No bio…who are you? Just a squinty guy with nice arms.
Listing things they won’t want in a woman in their bio.
Group pics? Your friend is fitter, mate.
Lord of the Rings, Star Wars and Marvel are their hobbies.
Snapchat filters. The dog filter? Really?
‘Because that seems to matter’ after writing their height. Just post your height and go. Of course height matters, to make things even easier you could note down some other dimensions and all.
‘It’s not just me you have to impress, it’s my mum too’. A man that 100% has his mum do his washing.
‘Swipe right if it’s coming home’. A seasonal favourite and an immediate swipe left. BYE
But let’s get serious for a second, because the real trouble comes after the swiping. I have to talk to these people now? It often becomes such a dissociative process, I forgot at times these are real people with real emotions. The same as they do to me when I believe a conversation is flowing (an outrageously challenging process to get going, in itself) and then I don’t hear from them ever again. I’M A CATCH, goddammit. It’s strange, you’re aware that this conversation would be far more interesting in person but if you meet them without getting to know them, you’re kind of stuck with them until the date’s over, or at least until one of you makes a decent enough excuse to escape. When you meet in person you get a good sense of how you feel about someone through conversation but that’s not an easy task online. Especially for a writer. “His grammar and punctuation are terrible”. As if that’s important? I suppose that’s something we only consider in the digital age though; I doubt my parents were worried about each-other’s ability to differentiate between ‘your’ and ‘you’re’.

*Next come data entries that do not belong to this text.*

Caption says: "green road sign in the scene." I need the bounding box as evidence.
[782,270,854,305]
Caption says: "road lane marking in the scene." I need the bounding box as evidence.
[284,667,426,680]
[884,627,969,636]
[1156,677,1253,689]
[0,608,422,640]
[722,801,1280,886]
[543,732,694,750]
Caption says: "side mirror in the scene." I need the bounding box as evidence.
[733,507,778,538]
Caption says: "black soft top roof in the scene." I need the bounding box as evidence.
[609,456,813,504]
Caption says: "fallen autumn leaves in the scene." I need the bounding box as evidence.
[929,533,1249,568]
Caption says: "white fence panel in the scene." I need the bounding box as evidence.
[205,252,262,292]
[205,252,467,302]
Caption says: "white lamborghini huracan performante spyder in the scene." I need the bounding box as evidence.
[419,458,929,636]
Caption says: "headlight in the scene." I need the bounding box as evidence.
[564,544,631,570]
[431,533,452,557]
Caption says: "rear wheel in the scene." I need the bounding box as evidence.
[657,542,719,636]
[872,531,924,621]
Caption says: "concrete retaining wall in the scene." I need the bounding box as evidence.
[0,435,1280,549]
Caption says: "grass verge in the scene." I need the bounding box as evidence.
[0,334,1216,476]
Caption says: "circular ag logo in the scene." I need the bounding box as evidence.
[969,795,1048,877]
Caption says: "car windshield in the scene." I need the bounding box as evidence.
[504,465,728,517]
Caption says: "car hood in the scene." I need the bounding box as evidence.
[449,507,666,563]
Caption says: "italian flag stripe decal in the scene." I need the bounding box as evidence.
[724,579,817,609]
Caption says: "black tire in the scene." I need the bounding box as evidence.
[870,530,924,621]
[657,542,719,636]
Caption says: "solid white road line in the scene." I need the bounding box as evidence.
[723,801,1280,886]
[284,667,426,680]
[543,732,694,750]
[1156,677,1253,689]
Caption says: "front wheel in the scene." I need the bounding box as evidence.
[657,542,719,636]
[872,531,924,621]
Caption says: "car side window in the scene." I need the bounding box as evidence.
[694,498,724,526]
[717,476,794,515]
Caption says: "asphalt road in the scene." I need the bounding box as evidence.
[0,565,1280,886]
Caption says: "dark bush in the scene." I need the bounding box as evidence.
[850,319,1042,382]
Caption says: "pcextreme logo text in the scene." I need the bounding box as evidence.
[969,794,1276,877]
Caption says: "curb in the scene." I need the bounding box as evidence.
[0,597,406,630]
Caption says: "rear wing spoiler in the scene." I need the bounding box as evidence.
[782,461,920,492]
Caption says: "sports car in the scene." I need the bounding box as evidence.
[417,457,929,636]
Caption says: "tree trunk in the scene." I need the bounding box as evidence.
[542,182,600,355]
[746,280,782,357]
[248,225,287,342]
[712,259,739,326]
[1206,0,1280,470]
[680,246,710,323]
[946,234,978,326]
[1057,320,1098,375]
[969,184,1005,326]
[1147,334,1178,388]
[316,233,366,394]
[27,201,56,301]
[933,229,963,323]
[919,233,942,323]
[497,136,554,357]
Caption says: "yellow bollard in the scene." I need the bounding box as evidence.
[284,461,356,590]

These conversations are also so staggered as there’s rarely an immediate response to any message. Trying to position myself between continuing the conversation but not seeming too keen, often provides me with enough anxiety to give up on the chat altogether. Sometimes I’ll read the message and reply later because unless the guy has Tinder gold or some other premium version (loser), he won’t see if the message has been read. This inevitably adds more delay to the chat but I’m 100% sure I’m not the only one being a hindrance in this way. As much fun as this chaos can be I don’t really believe that the ‘conversation’ part of online dating can be classed as anything more than bewildered communication. Can such huge delays in between messaging really be categorised within ‘conversation’?
Online dating apps really are strange and fairly uninspiring after the initial excitement, but I’ve seen a few success stories, so they’re not entirely unpleasant. All dating apps seem to be created with slight variation depending on their goal, but out of all of them I would say Tinder is the most soulless and distant. I know that not everyone on Tinder is awful and some people have found their soulmate blah blah blah, but it feels bizarre that this virtual connection is such a natural part of our ability to meet new people. I think the most important thing we can do for ourselves right now is to return to awkwardly rejecting each other in the real world. Or better yet, let’s start making our friends ask out boys for us, again. A fail-safe method of finding ‘the one’, I’m sure.